Neurology & Pain Management Coding Alert

Modifier Madness:

Go Beyond 25 When You Need Another E/M Modifier

Global period questions dominate decisions on modifiers 24, 57.

Every practice is familiar with modifier 25 (Significant, separately identifiable evaluation and management service by the same physician or other qualified health care professional on the same day of the procedure or other service)—it seems like every time your provider performs an evaluation and management (E/M) service along with a significant, separately identifiable procedure, you’re supposed to slap modifier 25 on the E/M code to secure payment.

Not so fast: But that’s not always the case; depending on the situation, there are other E/M modifiers that you might need to employ to keep your coding compliant.

In fact, when your physician performs a significant and separately identifiable E/M service that falls within a procedure’s 90-day global period — a major procedure — modifier 25 is not appropriate. To ensure that you don’t miss out on payment due to using the wrong modifiers, check out the following primer on the alternative modifiers.

Modifier 24 Defined by Post-Op Period

Sometimes, a physician examines a patient within the 90-day global period of a major procedure, but for a different problem.

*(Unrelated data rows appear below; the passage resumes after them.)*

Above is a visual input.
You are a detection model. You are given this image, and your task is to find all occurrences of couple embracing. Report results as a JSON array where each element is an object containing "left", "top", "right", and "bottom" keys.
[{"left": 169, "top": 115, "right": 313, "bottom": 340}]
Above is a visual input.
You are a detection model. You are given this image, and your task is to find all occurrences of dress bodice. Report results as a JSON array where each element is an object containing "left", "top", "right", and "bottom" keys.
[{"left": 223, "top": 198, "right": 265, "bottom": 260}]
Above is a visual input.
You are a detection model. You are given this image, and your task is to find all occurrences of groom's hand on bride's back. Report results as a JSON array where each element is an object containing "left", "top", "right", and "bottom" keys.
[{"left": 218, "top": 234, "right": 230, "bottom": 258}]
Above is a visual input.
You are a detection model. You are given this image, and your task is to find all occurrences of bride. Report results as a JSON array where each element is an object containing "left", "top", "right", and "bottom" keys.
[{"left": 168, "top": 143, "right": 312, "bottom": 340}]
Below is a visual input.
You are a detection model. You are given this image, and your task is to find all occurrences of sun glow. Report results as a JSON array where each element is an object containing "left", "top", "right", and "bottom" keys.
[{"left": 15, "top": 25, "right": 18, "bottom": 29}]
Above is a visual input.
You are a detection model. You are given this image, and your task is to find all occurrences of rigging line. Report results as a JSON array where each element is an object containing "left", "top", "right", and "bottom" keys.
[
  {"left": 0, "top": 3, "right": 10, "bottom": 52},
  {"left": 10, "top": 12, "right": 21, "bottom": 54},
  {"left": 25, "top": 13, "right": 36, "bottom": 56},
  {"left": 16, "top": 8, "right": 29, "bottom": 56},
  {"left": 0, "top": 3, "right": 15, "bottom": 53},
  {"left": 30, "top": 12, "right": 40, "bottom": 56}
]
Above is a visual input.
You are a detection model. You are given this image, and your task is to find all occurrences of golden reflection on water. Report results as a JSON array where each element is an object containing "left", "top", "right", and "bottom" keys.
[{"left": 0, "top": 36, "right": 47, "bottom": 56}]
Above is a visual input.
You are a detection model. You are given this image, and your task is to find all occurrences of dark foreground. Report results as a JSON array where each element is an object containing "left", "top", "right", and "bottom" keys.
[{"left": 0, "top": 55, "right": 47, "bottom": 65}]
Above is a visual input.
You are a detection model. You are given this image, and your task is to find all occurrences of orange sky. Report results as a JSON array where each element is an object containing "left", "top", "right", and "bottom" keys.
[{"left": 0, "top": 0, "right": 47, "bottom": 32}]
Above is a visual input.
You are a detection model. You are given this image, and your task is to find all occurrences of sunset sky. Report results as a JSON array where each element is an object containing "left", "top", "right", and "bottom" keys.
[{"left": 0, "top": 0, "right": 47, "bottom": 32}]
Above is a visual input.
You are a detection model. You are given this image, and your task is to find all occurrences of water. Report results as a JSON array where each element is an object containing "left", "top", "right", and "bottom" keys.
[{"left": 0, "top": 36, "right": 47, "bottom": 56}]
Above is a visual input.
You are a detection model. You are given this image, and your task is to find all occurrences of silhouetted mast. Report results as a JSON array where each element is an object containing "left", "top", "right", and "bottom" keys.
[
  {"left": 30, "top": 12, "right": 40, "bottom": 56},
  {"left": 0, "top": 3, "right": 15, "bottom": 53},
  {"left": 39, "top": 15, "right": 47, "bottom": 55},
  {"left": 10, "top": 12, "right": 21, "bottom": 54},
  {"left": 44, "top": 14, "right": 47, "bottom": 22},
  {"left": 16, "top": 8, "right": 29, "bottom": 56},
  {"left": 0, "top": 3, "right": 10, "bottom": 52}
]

Although your providers won’t frequently perform surgeries with 90-day globals, it’s important to understand how to report these when they do arise.

For instance, suppose the physician performs procedure that carries a 90-day global period. A month later, the same physician sees the patient for a problem completely unrelated to the previous surgery. That might be when you call on modifier 24 (Unrelated evaluation and management service by the same physician or other qualified health care professional during a postoperative period).

When you report modifier 24, the E/M service must meet these criteria:

  • The E/M service occurs during the postoperative period of another procedure.
  • The current E/M service is unrelated to the previous procedure.
  • The same physician (or tax ID or same group and specialty) who performed the previous procedure provides the E/M.

Remember: Medicare and many other payers have very specific guidelines for what qualifies as “related” to the original procedure and what doesn’t. For instance, Medicare will always treat postoperative infections as related to (and therefore, included in the global surgical package of) the initial surgery — unless your provider must return the patient to the operating room (OR) to deal with an infection. Modifier 24 should only be used when the subsequent E/M service is unrelated to the original procedure.

Append Modifier 57 With Same-Day E/Ms, Surgeries

Occasionally, a physician wants to rush a patient into the OR as a result of an exam. When your physician decides to perform a minor procedure as a result of an E/M service, you append modifier 25. When it’s a major procedure the doctor performs the same or next day, you’ll call on modifier 57 (Decision for surgery).

You should append modifier 57 to an E/M service that occurs on the same day, or on the day before, a major surgical procedure, and which results in the physician’s decision to perform the surgery. Guidelines from the Centers for Medicare & Medicaid Services (CMS) identify a major surgical procedure as any procedure with a 90-day global period. Note that the global period for a major surgical procedure begins one day prior to the procedure itself.

Direct from the source: The Medicare Claims Processing Manual, Chapter 12, Section 30.6.6.C, instructs carriers to “pay for an evaluation and management service on the day of or on the day before a procedure with a 90-day global surgical period if the physician uses CPT® modifier 57 to indicate that the service resulted in the decision to perform the procedure.”

Don’t look for a loophole: Scheduling pre-op services two or more days before surgery will not necessarily make the services payable without a modifier. Insurers may consider such services to be screening exams unless there is some specific indication, such as hypertension or diabetes. The documentation for these visits must substantiate medical necessity and not just a routine requirement of the physician or the hospital.

To properly append modifier 57, remember that the E/M service must be related to the procedure that follows; and the same physician (or tax ID) must provide the E/M service and the surgical procedure.